Vanaf 1643 was hij actief in Parijs, waar hij zich onder begeleiding van zijn oom de schildertechniek eigen maakte. In 1658 ondernam hij een reis naar Italië, waar hij in Rome de werken van meesters als Rafaël en Titiaan bestudeerde. Vermoedelijk bezocht hij ook Venetië tijdens deze reis. Na zijn terugkeer in 1660 vestigde hij zich kort in Brussel en vervolgens van 1662 tot 1670 weer in Parijs. In 1663 werd hij lid van de prestigieuze Académie royale de peinture et de sculpture. In 1666 werkte hij samen met zijn oom aan de decoratie van de appartementen van de dauphin in het Palais des Tuileries.
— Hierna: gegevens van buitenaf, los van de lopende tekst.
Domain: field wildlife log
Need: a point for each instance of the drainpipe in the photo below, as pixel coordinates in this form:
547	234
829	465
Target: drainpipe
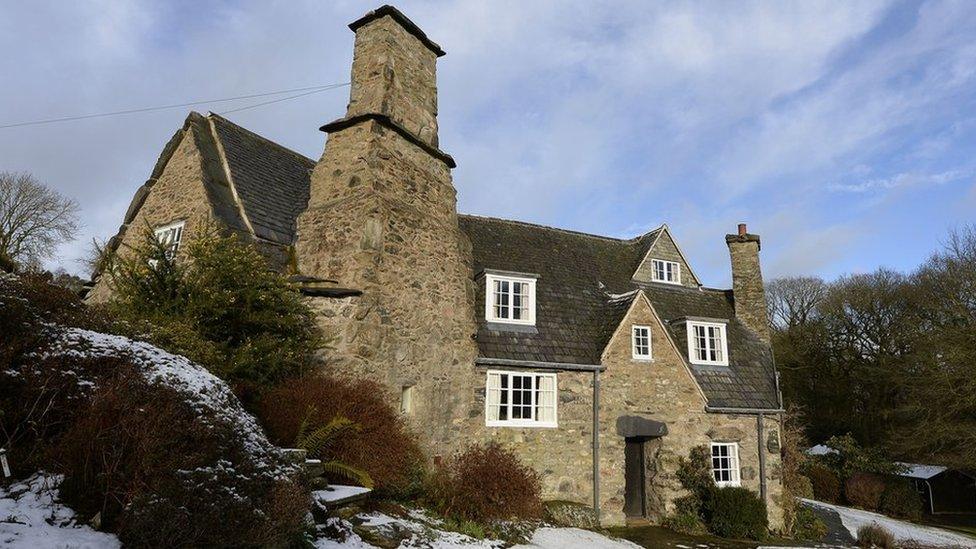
596	444
762	458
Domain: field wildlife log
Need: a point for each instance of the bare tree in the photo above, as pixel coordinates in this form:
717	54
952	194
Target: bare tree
33	219
792	301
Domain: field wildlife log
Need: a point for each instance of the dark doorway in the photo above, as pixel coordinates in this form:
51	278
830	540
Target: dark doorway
635	500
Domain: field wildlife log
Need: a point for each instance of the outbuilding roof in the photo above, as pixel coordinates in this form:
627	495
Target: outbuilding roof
585	282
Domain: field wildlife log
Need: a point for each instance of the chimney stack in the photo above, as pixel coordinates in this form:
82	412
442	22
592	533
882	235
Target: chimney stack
394	73
747	283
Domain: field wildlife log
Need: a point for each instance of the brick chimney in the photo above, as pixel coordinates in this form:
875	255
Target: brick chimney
747	284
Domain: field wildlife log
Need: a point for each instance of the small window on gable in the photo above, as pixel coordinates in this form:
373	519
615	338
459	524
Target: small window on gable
641	342
406	400
665	271
707	343
170	236
725	463
520	399
509	299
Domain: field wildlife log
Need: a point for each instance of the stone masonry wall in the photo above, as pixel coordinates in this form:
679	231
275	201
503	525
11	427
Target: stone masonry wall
665	248
382	219
661	389
178	194
747	284
394	74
In 1670 bezocht hij Brussel opnieuw, waar hij lid werd van de Brusselse Sint-Lucasgilde. Na een kort verblijf keerde hij terug naar Parijs, waar hij tot zijn dood bleef. In 1671 werd hij daar benoemd tot docent aan de Académie.
Zijn stijl vertoont invloeden van de werken van Rafaël en Titiaan. Hij was bevriend met Nicolas de Plattemontagne.